ПАВЕЛ. Петя, над страной стаи летают! Птичий грипп какой-то… У одного Аркадина — наркоманка. У другого Треплев в балетных панталонах. Тригорин голубой — аж синий… Еще один новатор все семейство в алкоголики записал… вместе с приходящей Заречной… Пора за постановку почетный знак давать — серебряную птичку. За «Вишневый сад» — вишенку. За «Три сестры»…
ПЕТР. Гусары, молчать!
ПАВЕЛ. Молчу…
Выпивает.
ПЕТР. А что ж ты по телевизору в передаче этой… забыл… Ты говорил, что Чехов — это бездонное море, поэтому его надо ставить и ставить…
ПАВЕЛ. Я? Говорил? (Пауза.) Говорил. (Пауза.) Знаешь, что на каждом театре высечено? «Забудь о правде, всяк сюда входящий»…
Стук в дверь. Входит Ирина.
ИРИНА. Петр Никитич, здравствуйте! (Видит Павла.) Ой!.. Добрый день. Извините… Петр Никитич, Вы нас где собираете, в репетиционной?
ПЕТР. Во-первых, спроси у помрежа. А во-вторых…
ИРИНА. Спасибо, извините. (Поворачивается, чтобы уйти.)
ПАВЕЛ. Подождите! (Петру.) Мы поспорили?
ПЕТР. Паша, я тебя умоляю!..
ПАВЕЛ (подходит к Ирине). А что? Прямо сейчас и проверим!
ПЕТР (вздохнув). Ну хорошо… Ирочка, знаешь ли ты, кто перед тобой?
ИРИНА (кокетливо). Да, я узнала.
ПЕТР. Знаменитый режиссер-передвижник. Можешь потрогать. Еще шевелится.

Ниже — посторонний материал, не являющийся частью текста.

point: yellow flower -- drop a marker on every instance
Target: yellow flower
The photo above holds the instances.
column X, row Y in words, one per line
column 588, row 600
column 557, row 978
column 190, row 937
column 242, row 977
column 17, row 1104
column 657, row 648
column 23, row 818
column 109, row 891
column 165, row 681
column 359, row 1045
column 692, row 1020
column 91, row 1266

Ирина изображает смущение. Павел берет пьесу.
ПАВЕЛ. Видите ли, Ирина…
ИРИНА. Владимировна.
ПАВЕЛ. Ирочка, Петр Никитич уверяет меня, что ни одна актриса в вашем театре не сможет играть в этой пьесе. Почитайте нам, пожалуйста.
Ирина берет пьесу, смотрит на заглавный лист, на Павла, потом на Петра.